My sister considered that this might indeed be true, and she gathered the locket and chain in her fist and nodded her assent.
“Good,” I snapped with a tone of finality. “Then it’s decided, sister. You will wear this tonight at the ball.”
Mummi fussed unceasingly as the time for the ball grew nearer. Never skilled at tucking, lacing and fluffing, she was beside herself, for all of the imperial ladies-in-waiting were attending to Archduchess Sophie’s immediate family. We Wittelsbachs were left to our own devices, and Mummi could not stop checking the clock in the hall. “Baroness Wilhelmine should have been here an hour ago,” she lamented.
“Her bowels,” I reminded my mother, for our governess’s life revolved around the timing of her morning movement.

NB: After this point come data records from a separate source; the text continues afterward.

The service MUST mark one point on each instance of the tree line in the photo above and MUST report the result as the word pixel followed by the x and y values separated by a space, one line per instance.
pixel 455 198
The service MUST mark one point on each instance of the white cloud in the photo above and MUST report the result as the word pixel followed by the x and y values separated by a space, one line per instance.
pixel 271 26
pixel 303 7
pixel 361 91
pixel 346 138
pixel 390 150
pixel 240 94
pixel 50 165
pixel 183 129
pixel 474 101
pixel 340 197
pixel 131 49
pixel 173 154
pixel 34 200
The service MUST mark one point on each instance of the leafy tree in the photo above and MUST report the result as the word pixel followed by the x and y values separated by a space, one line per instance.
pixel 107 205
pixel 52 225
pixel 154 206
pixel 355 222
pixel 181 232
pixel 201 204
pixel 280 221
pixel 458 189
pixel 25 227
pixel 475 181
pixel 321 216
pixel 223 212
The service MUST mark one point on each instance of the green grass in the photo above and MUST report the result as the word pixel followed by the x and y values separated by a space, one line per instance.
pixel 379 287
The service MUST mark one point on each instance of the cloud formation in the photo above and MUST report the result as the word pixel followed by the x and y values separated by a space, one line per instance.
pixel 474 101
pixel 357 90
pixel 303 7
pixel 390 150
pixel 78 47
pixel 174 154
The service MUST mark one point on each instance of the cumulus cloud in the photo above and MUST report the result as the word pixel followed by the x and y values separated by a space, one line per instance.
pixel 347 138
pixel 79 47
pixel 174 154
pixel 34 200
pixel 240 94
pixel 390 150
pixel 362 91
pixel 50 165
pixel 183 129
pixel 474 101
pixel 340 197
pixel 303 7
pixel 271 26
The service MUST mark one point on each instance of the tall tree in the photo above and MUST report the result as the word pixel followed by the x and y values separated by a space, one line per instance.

Nené wound a strand of her hair around her finger for the hundredth time. “Wilhelmine is the only one who can spry up my lifeless strands,” she whined. “And were we not going to present my portrait this evening?”
Our governess had left Possi a day late because the oil painting of my sister was still drying. She was charged with delivering the likeness—hoping to time the presentation with an announcement of formal engagement. The Stieler portrait of Duchess Helene would be a birthday gift to the emperor and, steeped in ritual as these engagements were, it would ever mark the alignment of our families. Nené had fantasized the location of her portrait as a centerpiece in the Hofburg grand ballroom.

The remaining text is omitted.